МОИ РАКЕТЫ
Что, что, что, что ещё такое там белеет? Боже мой!
Фрегат испанский трёхмачтовый... всё по тексту, вот те на.
Однако жаль, судовладелец, ибо — если ты за мной,
то на взаимность не рассчитывай. Прошли те времена.
Давай друг друга по плечам не бить и вздора не молоть.
Хоть салютуй из всех орудий, хоть лавируй, хоть табань,
хоть в адмиралы запиши меня вне очереди, хоть
озолоти — не сяду я в твою лохань.
Конец прыжкам, выпит пунш, гимны спеты.
Но тем верней в потайных кладовых
блестят, уставив в облака свои зеркальные бока,
и разрешают мне дышать от сих до сих
мои ракеты. Замена счастию, как выразился классик.
Лишь мощь и власть их — теперь оплот последних чаяний моих.
Кто, кто, кто, кто ещё такой с грузовика, поверх голов,
почти поёт, поворотясь к потенциальным бунтарям,
что надо действовать, терьям-терьям, как он, среди орлов,
а не бездействовать, как я, сродни ужам, терьям-терьям?..
Шурум-бурум, душеспаситель! Разглагольствуй, завывай.
Стань пролетарием всех стран и корифеем всех наук.

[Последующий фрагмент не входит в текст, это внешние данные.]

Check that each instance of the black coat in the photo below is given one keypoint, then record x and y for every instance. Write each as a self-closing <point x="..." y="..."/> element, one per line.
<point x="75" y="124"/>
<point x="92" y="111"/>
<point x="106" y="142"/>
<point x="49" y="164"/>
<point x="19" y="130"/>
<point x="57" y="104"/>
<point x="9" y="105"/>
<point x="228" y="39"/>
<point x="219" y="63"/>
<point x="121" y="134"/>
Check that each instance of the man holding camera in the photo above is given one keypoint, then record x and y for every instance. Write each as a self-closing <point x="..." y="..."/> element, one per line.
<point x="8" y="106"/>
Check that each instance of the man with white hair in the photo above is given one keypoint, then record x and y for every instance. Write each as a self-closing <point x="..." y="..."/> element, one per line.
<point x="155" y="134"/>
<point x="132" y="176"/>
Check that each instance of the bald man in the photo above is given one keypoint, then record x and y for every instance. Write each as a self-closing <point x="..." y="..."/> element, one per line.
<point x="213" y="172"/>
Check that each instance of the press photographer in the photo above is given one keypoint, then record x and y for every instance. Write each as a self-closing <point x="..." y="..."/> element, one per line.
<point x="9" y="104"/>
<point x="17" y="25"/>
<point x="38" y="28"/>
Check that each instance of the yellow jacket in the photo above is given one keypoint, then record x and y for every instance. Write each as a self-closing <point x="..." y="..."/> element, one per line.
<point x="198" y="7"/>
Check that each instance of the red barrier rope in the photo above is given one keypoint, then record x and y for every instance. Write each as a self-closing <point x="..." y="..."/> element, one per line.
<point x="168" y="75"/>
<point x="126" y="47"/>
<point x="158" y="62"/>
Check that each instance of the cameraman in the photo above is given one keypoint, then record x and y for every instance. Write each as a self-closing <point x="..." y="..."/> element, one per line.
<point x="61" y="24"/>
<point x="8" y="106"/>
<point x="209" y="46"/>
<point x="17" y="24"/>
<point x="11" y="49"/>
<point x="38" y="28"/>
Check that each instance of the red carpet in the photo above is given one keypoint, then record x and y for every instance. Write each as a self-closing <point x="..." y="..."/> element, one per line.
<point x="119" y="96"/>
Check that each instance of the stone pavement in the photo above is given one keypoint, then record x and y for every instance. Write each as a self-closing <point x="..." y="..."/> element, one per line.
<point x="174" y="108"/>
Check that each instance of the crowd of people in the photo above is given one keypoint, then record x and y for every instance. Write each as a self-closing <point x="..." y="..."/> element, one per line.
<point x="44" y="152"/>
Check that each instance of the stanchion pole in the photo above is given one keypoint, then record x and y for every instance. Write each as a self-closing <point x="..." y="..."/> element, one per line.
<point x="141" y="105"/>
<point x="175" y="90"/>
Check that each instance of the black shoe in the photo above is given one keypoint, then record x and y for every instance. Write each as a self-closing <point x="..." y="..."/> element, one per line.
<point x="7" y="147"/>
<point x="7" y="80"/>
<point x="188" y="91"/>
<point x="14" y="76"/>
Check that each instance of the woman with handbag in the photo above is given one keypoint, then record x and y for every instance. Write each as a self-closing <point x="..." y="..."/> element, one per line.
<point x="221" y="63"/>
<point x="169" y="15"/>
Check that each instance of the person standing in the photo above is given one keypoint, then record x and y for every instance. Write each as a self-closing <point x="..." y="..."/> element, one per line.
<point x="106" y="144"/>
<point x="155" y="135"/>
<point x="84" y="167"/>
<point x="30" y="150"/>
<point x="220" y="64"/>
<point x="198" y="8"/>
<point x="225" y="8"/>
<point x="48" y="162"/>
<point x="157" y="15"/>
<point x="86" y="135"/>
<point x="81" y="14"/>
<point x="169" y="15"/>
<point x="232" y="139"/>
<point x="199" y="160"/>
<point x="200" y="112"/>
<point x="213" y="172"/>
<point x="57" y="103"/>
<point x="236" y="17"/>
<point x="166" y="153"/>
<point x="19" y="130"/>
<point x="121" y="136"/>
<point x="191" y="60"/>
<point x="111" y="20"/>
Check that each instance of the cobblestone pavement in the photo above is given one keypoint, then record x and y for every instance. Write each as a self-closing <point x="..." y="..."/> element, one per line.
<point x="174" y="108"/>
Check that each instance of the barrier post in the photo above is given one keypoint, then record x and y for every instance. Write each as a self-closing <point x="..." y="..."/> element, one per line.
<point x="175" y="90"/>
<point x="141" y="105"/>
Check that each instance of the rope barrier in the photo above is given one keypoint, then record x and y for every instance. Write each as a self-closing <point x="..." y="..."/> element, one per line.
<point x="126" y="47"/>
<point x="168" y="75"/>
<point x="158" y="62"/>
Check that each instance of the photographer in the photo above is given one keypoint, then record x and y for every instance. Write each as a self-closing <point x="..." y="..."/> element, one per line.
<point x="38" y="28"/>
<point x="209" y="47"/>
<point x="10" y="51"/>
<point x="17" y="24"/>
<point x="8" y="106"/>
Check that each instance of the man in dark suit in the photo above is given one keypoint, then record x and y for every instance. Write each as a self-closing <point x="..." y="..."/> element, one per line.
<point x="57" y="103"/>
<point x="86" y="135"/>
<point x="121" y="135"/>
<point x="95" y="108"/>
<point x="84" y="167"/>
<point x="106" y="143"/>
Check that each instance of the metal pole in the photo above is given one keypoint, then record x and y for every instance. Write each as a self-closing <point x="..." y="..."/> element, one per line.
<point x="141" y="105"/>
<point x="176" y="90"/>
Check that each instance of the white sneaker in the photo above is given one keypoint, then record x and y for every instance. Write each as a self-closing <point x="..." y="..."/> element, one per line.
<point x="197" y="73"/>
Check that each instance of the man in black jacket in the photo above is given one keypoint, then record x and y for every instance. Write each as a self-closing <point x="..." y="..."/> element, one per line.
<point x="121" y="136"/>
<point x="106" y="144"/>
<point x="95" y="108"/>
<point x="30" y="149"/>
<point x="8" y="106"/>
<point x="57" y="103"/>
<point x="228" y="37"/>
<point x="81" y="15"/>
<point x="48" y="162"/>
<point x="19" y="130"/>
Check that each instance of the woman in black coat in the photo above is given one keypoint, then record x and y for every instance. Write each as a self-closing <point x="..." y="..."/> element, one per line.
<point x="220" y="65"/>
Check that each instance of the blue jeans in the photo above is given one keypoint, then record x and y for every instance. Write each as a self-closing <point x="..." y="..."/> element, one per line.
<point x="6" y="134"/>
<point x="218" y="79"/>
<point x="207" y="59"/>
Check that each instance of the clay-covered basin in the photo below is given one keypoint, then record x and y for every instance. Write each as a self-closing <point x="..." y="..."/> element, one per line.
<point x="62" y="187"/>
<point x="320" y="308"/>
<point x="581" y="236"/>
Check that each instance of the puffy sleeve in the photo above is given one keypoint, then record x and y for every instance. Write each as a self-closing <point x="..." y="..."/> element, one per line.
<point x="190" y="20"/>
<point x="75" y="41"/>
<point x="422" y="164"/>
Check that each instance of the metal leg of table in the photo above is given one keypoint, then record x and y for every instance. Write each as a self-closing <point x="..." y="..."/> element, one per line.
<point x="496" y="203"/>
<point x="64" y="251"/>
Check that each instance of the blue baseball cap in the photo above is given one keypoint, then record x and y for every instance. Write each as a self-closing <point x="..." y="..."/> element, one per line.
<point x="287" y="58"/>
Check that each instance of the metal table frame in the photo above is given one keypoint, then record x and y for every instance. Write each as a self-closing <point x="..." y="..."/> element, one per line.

Ужей брани, орлов приветствуй, но меж тем не забывай:
где есть ужи — там нет гадюк.
И даже твой силуэт на монетах
не означает, что ты — божество.
В том важный может быть момент для собирателя монет,
но поглядел бы он, как много есть всего
в моих ракетах. Какой сезам для развитого нумизмата!
Сребро и злато. Виват и браво, если ж в рифму, то брав́о.
Чем, чем, чем, чем ещё таким увлечь пытается меня
Земля, где каждый век шумит о новой правде для детей,
какая будто бы объемлет план судеб и злобу дня,
и поражает новизной, и всех румяней и белей?..
И каждый раз под этот гвалт я пробуждаюсь ото сна,
и выхожу в открытый космос, и вплотную, без помех,
на правду новую смотрю, и убеждаюсь, что она
стара как смерть, страшна как смертный грех.
И, словно шпильман к своим флажолетам,
или к монбланам своим скалолаз,
или Панург и иже с ним — к баранам нашим и чужим,
я неизменно возвращаюсь каждый раз
к моим ракетам: в кривое зеркало, где вещь двоится, мнётся,
дробится, рвётся — и лишь затем уничтожается как класс.